著者: Ann Chaplin氏 (クアルコム社法務顧問兼コーポレート・セクレタリー、カリフォルニア州サンディエゴ)、Holly Fechner氏 (Invent Together専務理事、米国ワシントンD.C.)
2022年、Invent Togetherとクアルコム社は、The Inventor's Patent Academyを立ち上げました。これは、発明者のなかでこれまで少数派にとどまってきた集団を対象として、発明品に対する特許の取得に必要な情報と知識を提供する無料の学習プラットフォームです。私たちのパートナーシップは、実用的な手段の開発を通じて特許をより身近なものにすることによって、状況を改善しようとしている人々に対して可能なロードマップを提供するものです。

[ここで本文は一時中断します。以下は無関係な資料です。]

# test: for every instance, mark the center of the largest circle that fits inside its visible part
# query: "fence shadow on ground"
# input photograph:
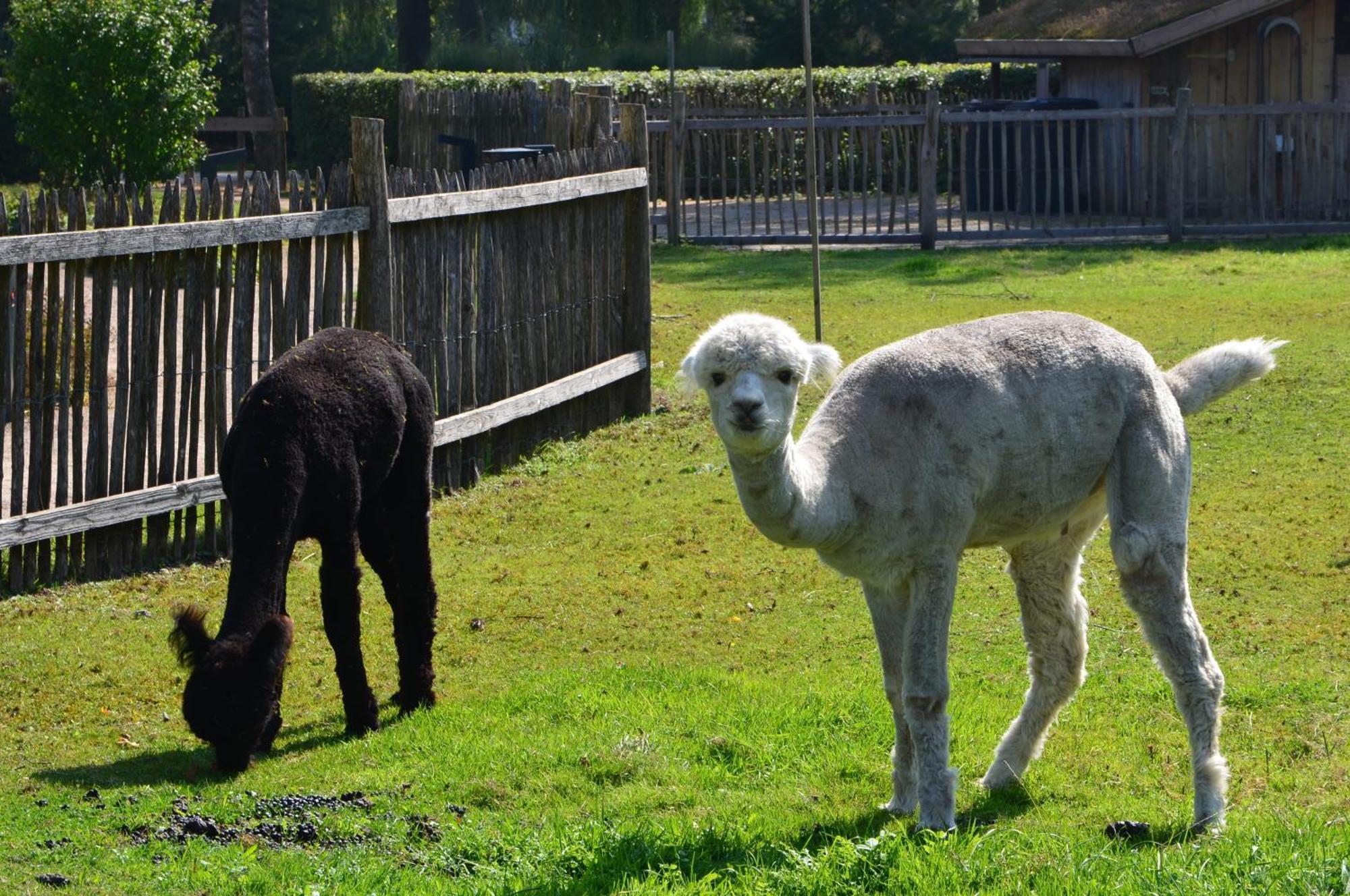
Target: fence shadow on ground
(194, 766)
(950, 268)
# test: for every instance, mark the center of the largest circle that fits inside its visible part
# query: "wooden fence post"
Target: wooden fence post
(600, 119)
(375, 285)
(928, 173)
(676, 169)
(638, 261)
(1177, 165)
(560, 115)
(410, 134)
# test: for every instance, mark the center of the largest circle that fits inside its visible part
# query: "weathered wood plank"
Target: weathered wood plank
(106, 512)
(252, 125)
(164, 238)
(928, 175)
(503, 412)
(376, 273)
(418, 208)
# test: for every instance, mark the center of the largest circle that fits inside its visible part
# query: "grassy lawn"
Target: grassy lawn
(662, 701)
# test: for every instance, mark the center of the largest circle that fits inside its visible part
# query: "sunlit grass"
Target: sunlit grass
(659, 700)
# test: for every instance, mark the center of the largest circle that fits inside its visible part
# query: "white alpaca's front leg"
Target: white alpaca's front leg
(889, 609)
(927, 690)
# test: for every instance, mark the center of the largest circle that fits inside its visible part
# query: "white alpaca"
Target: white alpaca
(1023, 431)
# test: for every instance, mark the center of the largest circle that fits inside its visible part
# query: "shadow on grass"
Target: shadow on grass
(191, 766)
(1006, 802)
(950, 268)
(1160, 836)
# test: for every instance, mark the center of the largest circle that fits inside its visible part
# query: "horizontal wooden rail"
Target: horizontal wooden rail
(954, 117)
(236, 123)
(796, 122)
(106, 512)
(167, 238)
(473, 423)
(148, 503)
(1012, 235)
(1272, 109)
(504, 199)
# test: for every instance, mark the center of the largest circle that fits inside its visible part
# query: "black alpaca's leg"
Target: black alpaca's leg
(404, 530)
(275, 725)
(380, 554)
(341, 600)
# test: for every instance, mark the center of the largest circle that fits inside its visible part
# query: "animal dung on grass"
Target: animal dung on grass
(333, 443)
(1023, 431)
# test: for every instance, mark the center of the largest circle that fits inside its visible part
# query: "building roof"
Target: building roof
(1056, 29)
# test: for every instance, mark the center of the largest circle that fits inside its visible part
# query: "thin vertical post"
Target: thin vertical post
(812, 214)
(928, 173)
(376, 288)
(676, 168)
(1177, 165)
(638, 261)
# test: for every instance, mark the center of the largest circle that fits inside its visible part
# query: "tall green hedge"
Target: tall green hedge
(325, 103)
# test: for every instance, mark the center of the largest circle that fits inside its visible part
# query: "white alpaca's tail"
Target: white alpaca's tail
(1221, 369)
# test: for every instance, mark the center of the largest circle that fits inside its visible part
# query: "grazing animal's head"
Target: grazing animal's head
(232, 696)
(751, 368)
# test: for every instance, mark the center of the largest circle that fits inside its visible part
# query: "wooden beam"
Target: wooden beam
(477, 422)
(234, 123)
(1177, 165)
(790, 122)
(1040, 49)
(1051, 115)
(638, 258)
(106, 512)
(1198, 24)
(146, 503)
(1010, 235)
(376, 279)
(167, 238)
(928, 172)
(503, 199)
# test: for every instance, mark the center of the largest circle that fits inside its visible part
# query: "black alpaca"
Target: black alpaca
(333, 443)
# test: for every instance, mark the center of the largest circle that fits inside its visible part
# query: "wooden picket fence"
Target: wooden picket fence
(522, 292)
(558, 115)
(948, 173)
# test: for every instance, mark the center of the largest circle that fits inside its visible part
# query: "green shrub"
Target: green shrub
(323, 105)
(110, 88)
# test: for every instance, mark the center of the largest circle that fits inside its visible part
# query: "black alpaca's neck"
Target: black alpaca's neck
(260, 559)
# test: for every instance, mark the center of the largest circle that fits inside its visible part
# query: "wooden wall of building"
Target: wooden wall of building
(1222, 68)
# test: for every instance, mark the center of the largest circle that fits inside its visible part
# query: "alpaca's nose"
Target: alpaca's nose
(747, 407)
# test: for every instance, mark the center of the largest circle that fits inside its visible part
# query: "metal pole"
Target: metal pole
(812, 211)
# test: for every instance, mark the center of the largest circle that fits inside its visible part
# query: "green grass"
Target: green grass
(662, 701)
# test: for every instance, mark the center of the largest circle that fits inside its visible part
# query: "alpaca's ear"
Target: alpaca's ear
(272, 644)
(190, 639)
(826, 364)
(688, 377)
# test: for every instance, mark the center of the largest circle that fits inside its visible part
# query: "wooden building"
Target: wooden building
(1270, 110)
(1137, 53)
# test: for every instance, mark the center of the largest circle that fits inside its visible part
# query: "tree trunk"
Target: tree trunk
(469, 21)
(414, 34)
(254, 55)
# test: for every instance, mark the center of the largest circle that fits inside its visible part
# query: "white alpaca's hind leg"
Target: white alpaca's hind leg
(1150, 486)
(1055, 620)
(889, 609)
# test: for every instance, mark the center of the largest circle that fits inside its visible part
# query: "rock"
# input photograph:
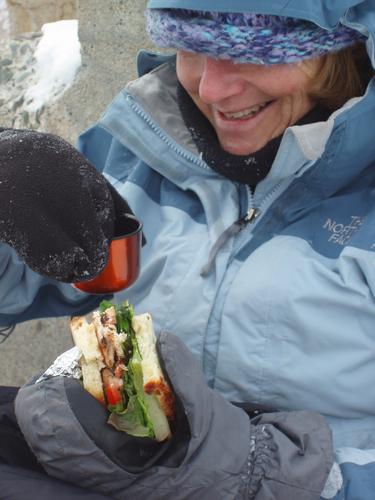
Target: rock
(5, 62)
(5, 75)
(30, 15)
(111, 34)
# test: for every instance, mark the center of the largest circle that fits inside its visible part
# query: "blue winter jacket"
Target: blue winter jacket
(281, 313)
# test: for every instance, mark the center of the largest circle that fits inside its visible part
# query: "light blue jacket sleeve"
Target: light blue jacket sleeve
(26, 295)
(352, 476)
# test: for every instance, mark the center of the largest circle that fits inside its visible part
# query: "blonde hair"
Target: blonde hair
(340, 76)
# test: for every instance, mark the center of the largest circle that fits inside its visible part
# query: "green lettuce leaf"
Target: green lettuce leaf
(133, 416)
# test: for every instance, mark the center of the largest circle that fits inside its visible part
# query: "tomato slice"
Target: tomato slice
(113, 395)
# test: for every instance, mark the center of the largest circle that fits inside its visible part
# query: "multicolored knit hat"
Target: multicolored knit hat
(245, 38)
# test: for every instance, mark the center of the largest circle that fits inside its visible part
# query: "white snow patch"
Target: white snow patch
(4, 17)
(58, 58)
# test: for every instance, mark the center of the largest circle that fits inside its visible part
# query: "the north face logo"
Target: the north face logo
(340, 233)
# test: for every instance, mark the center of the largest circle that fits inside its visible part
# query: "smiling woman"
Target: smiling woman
(247, 104)
(257, 202)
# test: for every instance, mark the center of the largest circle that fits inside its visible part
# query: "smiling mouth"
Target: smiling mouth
(246, 113)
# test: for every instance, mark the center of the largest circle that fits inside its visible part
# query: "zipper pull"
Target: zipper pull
(251, 215)
(231, 231)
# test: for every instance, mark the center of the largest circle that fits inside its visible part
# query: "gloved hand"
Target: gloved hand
(216, 451)
(56, 210)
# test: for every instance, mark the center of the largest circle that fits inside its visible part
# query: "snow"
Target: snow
(4, 19)
(58, 58)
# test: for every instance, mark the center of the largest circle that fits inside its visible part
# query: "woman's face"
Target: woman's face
(247, 104)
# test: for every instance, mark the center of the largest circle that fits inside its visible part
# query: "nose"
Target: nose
(220, 80)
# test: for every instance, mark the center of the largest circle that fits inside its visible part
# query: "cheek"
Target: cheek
(188, 69)
(284, 81)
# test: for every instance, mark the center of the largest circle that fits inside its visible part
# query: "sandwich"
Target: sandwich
(121, 369)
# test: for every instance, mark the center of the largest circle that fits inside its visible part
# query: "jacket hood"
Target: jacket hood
(355, 14)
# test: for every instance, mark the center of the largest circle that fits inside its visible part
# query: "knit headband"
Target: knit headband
(245, 38)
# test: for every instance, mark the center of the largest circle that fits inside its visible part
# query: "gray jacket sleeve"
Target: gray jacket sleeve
(275, 456)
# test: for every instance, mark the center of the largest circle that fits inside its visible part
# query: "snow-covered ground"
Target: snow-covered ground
(58, 58)
(4, 19)
(36, 69)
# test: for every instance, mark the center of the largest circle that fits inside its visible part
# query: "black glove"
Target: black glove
(216, 451)
(56, 210)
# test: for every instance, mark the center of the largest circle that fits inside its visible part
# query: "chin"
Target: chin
(238, 149)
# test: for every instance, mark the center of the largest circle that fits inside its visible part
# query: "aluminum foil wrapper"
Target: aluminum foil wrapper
(65, 365)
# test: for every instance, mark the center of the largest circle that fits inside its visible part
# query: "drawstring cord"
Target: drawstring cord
(5, 332)
(231, 231)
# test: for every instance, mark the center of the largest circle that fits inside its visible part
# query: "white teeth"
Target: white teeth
(246, 112)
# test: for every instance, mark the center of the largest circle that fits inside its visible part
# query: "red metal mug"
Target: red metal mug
(124, 262)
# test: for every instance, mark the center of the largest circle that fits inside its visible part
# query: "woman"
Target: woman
(249, 159)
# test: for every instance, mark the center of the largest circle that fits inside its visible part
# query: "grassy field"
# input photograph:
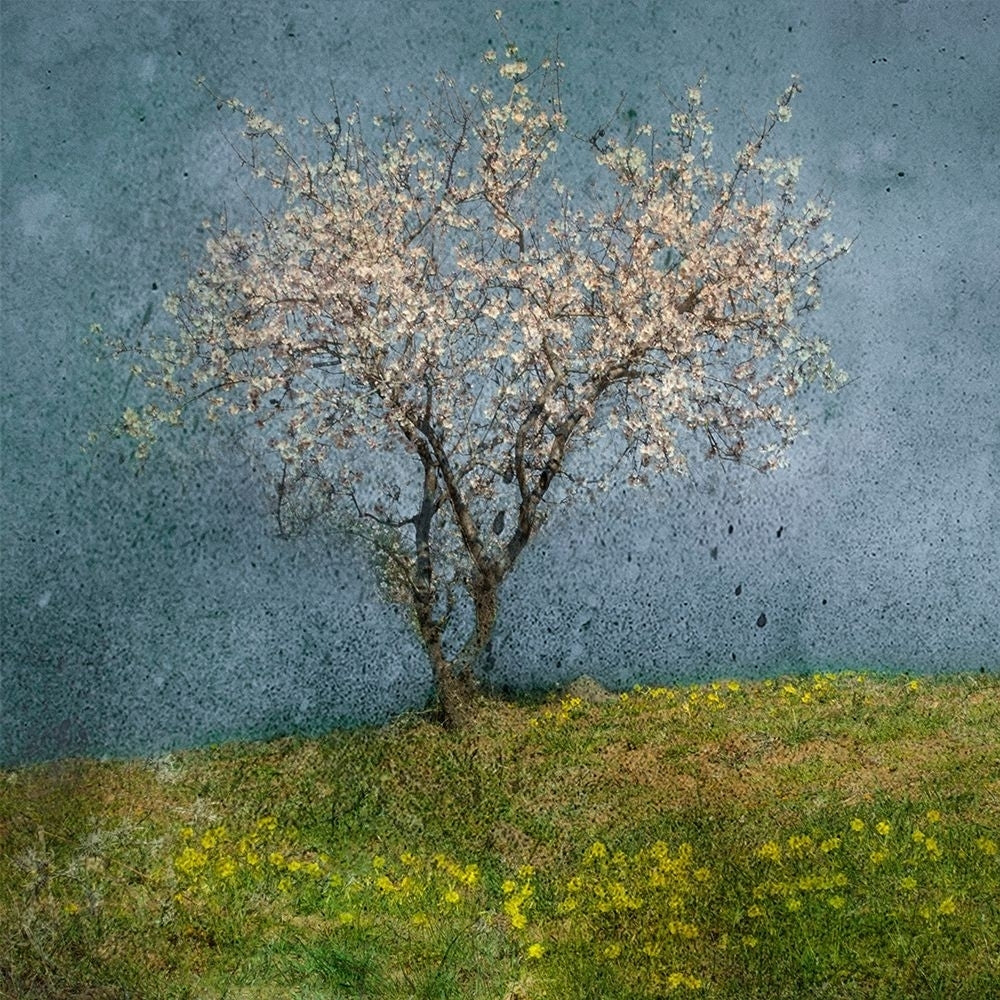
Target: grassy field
(829, 836)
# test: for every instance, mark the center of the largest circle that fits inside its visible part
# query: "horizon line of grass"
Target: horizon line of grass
(827, 834)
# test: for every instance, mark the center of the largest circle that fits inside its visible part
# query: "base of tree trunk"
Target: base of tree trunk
(456, 700)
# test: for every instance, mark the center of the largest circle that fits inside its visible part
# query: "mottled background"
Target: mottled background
(143, 612)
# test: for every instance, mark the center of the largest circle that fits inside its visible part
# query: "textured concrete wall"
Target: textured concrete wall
(144, 612)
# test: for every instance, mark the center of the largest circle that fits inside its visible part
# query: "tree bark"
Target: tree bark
(457, 689)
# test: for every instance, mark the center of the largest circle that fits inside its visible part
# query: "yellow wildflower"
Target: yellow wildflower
(226, 868)
(770, 851)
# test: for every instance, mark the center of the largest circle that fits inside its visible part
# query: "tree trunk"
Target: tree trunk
(457, 697)
(457, 688)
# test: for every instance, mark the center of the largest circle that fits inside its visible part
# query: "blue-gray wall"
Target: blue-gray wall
(144, 612)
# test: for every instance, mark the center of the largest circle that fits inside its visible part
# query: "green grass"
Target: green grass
(831, 837)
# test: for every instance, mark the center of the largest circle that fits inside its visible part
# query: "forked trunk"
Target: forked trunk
(457, 690)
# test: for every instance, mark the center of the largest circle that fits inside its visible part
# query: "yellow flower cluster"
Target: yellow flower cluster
(569, 708)
(213, 859)
(636, 910)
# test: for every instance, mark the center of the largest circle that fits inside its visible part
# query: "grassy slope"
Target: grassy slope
(830, 836)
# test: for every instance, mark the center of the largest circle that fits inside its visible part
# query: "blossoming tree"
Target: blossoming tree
(426, 326)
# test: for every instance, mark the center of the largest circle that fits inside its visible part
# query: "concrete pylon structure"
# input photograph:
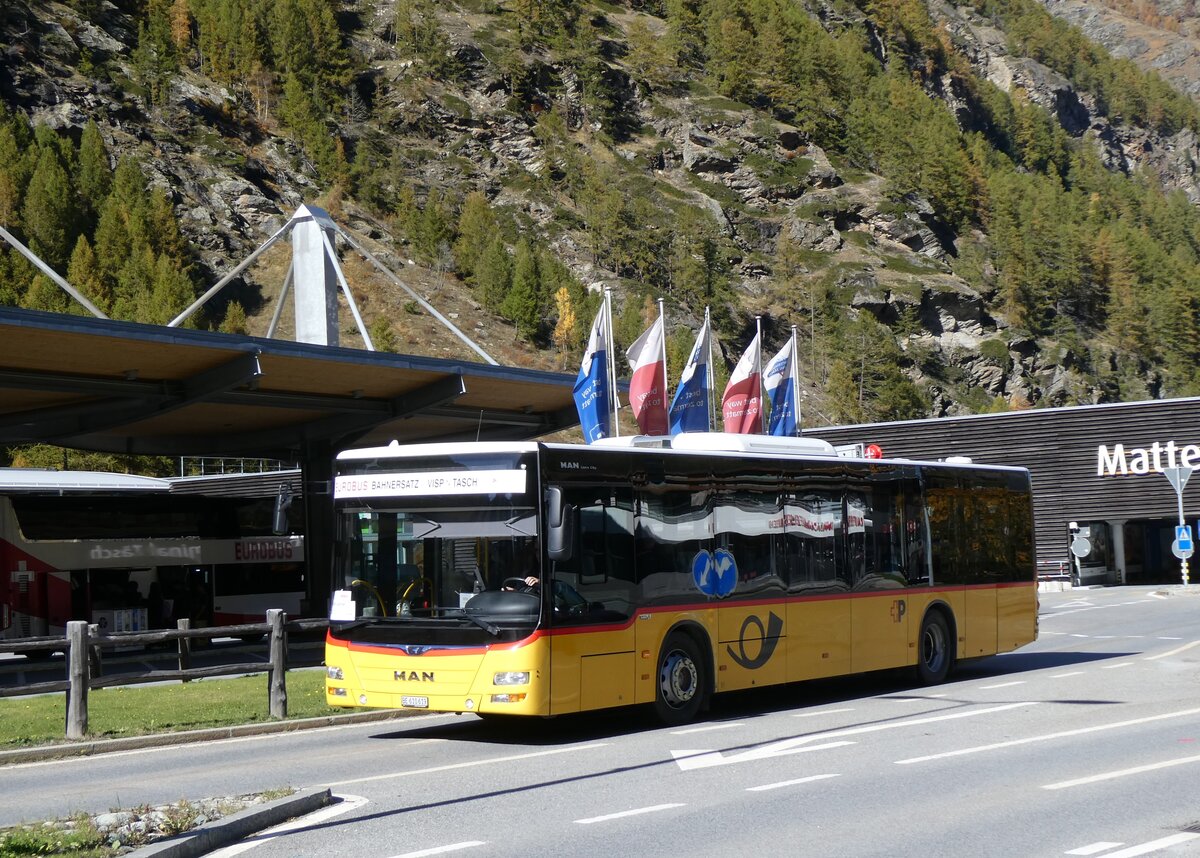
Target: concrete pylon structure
(315, 276)
(313, 271)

WIPOが最近とりまとめた報告書によると、1999年から2020年の間に登録された国際特許出願のうち、女性の発明者が占める割合は13%に過ぎませんでした。女性発明者の割合は増加しており、その増加ペースは過去5年間で最も高くなっているとはいうものの、報告書によれば、国際特許における男女平等が達成されるのは2061年になるということです。つまり、40年も先の話なのです。
国際特許におけるジェンダー公正の実現は、2061年まで待たねばなりません。
発明と特許取得の公平性を阻害するいくつかの要因が指摘されています。例えば、発明に触れる機会が少ないこと、教育、リソース、指導を受ける機会や資金力が不十分なこと、そして、根強い偏見と差別が存在することなどです。このような障壁を克服するには、すべての当事者が戦略的に行動し関与していく必要があります。
米国を拠点とするInvent Togetherアライアンスはグローバルに展開しており、発明と特許の世界に存在している多様性の格差を明らかにして、これに対する理解を深め、このような格差を克服するための官民の取り組みを支援する活動に尽力しています。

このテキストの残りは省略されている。